Wednesday Wanderings

I've had a good few days since my last post. I finished up a project that's been in the works for two months. It was a decision brief on two alternatives for a construction project. Took me a while to figure out what I was talking about, then another while to really understand the two alternatives. Anyway, it's done and gone to our high mucky-mucks so they can make the decision I'm telling them to.

Today I finished up a training course. It was a computer-based program about overseeing contracts. It was about as exciting as you're thinking it was. What is it about these courses done on computer that is just so boring? I'd much rather have a hard-copy text in front of me and a bright yellow highlighter. That's the way God intended courses should be taught.
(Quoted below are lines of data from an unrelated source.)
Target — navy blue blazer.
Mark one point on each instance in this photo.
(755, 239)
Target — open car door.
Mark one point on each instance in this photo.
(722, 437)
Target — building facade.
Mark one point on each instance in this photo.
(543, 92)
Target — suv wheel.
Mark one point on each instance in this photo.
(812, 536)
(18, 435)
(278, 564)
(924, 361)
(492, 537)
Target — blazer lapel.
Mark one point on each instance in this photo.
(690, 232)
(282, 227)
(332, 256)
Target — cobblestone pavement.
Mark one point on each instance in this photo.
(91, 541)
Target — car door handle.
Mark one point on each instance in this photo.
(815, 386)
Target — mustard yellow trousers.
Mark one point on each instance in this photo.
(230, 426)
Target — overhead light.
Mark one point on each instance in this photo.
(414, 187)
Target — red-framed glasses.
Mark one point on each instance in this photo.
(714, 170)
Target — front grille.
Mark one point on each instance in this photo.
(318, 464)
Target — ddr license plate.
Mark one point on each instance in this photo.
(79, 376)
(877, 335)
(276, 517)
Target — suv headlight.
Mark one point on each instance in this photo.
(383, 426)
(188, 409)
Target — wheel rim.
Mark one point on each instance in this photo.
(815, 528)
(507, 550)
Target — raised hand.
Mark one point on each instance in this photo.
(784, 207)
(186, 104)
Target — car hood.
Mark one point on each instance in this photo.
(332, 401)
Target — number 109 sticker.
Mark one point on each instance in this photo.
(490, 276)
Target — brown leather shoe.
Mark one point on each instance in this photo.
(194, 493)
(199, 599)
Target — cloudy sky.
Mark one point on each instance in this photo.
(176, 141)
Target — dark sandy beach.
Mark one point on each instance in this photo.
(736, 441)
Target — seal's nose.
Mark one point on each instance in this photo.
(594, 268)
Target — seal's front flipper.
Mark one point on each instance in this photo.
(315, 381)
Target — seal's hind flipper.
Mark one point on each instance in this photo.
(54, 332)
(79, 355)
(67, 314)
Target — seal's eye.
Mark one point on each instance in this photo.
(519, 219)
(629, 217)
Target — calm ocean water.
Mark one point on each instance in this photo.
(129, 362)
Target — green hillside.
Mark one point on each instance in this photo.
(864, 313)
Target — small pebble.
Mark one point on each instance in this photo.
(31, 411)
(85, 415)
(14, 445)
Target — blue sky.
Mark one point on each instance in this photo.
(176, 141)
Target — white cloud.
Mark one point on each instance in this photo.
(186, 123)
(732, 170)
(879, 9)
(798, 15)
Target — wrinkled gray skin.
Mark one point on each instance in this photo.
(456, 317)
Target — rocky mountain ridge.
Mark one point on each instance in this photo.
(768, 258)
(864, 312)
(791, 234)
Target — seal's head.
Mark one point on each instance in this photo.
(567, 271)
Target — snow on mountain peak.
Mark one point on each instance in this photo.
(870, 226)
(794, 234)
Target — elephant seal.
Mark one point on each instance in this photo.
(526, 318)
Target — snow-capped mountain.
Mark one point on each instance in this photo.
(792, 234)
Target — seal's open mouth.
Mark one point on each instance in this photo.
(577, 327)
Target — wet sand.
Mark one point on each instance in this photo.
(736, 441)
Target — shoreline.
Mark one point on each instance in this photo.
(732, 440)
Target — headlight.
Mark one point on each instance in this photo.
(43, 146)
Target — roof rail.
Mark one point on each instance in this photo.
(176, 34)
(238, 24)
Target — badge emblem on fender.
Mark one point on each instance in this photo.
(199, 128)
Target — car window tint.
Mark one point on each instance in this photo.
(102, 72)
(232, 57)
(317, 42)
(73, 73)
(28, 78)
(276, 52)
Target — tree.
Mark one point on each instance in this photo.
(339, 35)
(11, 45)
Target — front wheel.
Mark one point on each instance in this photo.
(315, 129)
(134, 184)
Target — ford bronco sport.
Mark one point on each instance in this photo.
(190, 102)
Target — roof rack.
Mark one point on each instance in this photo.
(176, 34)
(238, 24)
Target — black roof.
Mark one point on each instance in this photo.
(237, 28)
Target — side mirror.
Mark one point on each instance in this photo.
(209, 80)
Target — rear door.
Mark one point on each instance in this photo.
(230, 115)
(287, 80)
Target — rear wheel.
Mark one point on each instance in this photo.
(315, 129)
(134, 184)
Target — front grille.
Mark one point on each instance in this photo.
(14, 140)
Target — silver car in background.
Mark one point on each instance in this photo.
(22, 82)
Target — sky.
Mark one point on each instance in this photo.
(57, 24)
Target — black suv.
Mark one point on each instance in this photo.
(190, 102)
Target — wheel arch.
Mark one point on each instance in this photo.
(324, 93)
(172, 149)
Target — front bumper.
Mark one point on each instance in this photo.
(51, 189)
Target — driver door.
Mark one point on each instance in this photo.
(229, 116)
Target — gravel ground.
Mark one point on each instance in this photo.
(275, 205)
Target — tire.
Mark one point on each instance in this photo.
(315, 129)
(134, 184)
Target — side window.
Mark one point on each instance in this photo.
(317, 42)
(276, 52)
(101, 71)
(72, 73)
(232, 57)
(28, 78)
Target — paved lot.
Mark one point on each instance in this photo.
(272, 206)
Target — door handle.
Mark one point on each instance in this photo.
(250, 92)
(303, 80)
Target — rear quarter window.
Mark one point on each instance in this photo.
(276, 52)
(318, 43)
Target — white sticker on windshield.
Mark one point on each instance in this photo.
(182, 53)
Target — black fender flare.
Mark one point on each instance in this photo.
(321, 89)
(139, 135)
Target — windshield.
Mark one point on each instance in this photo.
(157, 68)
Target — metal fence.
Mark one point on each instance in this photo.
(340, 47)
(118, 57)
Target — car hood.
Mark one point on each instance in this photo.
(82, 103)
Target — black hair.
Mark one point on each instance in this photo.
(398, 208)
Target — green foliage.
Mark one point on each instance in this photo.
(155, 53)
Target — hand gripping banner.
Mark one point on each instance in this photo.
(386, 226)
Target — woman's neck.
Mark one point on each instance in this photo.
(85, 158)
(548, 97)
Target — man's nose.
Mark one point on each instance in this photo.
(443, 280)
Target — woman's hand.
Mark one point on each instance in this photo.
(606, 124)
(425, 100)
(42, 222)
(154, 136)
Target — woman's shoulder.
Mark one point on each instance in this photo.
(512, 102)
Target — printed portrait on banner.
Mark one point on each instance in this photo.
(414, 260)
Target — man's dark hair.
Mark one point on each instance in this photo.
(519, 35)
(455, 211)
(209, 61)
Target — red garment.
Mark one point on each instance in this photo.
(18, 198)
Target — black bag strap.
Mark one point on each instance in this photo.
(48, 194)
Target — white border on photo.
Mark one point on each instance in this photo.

Tonight I got to spend some time painting. Normally I don't let people see a work in progress, but tonight I'll make an exception. Here's my "hooch studio" with a painting on my "easel".

My easel, in this case, is also my chest of drawers for my clothes. My palette is a white plastic plate that I stole a bunch of from the DFAC. My studio is the walkway between my desk and the bathroom. And my hooch smells like linseed oil and really stinky turpentine right now. Ah, eau de studieu!
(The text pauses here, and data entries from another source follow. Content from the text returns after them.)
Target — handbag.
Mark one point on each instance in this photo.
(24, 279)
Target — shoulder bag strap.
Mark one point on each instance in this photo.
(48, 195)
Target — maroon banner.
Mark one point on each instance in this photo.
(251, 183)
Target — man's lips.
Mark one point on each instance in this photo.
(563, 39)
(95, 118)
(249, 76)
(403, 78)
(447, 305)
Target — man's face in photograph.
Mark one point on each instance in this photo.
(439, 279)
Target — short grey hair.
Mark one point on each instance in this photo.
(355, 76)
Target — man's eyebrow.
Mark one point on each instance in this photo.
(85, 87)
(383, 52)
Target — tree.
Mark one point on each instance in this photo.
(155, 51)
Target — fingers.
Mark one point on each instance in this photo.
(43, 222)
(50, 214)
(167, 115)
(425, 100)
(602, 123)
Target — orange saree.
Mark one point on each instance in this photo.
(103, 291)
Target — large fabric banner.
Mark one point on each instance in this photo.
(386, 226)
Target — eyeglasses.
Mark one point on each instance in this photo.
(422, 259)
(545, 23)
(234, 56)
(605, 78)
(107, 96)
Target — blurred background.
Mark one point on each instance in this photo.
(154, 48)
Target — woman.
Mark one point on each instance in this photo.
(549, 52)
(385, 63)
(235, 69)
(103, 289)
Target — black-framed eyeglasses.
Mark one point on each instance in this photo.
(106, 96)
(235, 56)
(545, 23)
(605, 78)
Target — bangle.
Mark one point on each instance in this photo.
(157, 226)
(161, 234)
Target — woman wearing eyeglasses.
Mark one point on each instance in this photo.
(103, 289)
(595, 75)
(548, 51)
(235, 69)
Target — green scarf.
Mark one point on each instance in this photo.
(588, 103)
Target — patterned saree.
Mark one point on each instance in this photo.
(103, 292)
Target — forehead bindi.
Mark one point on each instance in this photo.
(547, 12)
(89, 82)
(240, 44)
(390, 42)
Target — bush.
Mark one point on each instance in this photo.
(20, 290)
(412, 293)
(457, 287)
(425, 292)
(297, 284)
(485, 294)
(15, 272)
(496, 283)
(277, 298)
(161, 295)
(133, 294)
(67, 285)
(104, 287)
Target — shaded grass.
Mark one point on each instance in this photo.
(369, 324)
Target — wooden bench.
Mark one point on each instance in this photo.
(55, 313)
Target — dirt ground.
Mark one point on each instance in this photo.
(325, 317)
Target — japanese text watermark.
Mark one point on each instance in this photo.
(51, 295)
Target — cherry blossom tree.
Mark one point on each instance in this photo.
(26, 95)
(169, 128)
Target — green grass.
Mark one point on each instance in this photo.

So while I've been busy in my own little world, lotsa stuff has been happening all over the world. The Iranians are having a major uprising. Looks to me like the ayatollah's really blew it. They rigged it in the same heavy-handed, non-sophisticated manner that the Soviets rigged theirs for so many years. It was so blatantly obvious, yet they insist that everything was perfectly normal, even though there were more votes in some districts than there were registered voters. So the ayatollahs have shown their true colors to their people at last. I don't know if they'll stay in power or not ... the world is full of repressive regimes that keep their hold on power for years. Cuba, for example. But sooner or later they all fail. Strong men don't live forever, and eventually the population will throw them out. Let's just hope it's sooner.
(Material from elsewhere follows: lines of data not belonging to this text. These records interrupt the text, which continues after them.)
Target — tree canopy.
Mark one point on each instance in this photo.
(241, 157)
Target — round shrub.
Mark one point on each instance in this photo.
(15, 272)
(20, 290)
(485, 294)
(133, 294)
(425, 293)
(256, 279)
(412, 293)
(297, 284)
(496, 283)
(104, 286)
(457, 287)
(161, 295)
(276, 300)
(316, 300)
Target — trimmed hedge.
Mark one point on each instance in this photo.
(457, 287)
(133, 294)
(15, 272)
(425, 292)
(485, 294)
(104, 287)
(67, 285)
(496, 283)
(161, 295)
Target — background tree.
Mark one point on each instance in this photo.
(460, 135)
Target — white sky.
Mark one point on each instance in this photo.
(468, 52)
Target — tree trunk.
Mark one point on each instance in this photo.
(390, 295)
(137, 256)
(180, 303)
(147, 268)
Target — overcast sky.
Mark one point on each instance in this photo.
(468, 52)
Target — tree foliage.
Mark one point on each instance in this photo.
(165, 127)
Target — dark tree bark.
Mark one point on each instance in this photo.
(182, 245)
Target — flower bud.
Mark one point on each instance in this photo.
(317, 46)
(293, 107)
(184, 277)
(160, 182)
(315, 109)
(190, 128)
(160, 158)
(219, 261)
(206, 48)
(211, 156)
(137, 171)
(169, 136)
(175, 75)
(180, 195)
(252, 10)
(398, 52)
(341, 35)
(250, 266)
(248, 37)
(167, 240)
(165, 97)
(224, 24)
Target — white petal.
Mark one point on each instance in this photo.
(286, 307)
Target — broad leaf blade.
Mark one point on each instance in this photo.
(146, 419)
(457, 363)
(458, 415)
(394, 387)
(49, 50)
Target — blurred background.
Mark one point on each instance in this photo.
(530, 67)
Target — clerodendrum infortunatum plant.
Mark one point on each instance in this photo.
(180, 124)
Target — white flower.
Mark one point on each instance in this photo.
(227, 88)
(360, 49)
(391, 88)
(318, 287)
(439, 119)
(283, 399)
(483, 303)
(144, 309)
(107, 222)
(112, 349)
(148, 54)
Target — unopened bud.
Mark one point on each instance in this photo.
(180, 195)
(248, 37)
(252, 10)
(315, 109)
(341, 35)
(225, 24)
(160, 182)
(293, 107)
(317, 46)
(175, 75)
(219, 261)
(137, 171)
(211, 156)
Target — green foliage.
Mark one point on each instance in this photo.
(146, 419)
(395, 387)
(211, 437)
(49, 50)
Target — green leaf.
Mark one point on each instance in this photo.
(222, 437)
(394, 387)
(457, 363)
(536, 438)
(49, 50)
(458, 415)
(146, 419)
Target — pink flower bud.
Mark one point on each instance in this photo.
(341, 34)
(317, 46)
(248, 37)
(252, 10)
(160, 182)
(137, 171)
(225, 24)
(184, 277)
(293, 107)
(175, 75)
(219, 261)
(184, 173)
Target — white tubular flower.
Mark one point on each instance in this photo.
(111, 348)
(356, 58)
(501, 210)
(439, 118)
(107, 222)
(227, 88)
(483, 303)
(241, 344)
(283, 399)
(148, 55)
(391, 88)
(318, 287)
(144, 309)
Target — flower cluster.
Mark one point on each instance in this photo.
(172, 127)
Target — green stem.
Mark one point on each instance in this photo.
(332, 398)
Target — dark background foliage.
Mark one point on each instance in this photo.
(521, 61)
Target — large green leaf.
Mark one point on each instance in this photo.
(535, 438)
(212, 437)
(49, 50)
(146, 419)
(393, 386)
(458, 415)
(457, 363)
Baghdad seems to be getting edgier as we count down the days to June 30th. That's when all US troops are supposed to have pulled their bases out of the cities. Everybody, Iraqis included, seem to think that our troops will be out of the cities, period. Not true and it never has been. The agreement is that our bases will be outside the cities. Our troops will still make patrols inside the city limits, alongside their Iraqi counterparts. As one said, "nothing will change except our commute to work will get longer". But you can expect to hear a lot of noise in early July about how we're violating the agreement because our troops will still be seen in the cities. The noisemakers will be either ignorant of the agreement or willfully misrepresenting it. You choose. We're hearing that Maliki is going to declare a national holiday on June 30th. I can't begrudge him that, really. He's a politician and has to make the most of whatever good news he can. Meanwhile, the insurgents are making the most of it, too, with bombings all over Baghdad. We'll see how long that streak continues. Actually, when you look at the figures, the violence is really not that bad. The troublemakers are just making a few high-profile hits these days, rather than lots of smaller ones that don't make the evening news. Yes, they're waging their war in the international press as much as they are in the streets.

And that's the news for now. Time to hit the rack, breathe turpentine fumes, and dream of more pleasant things.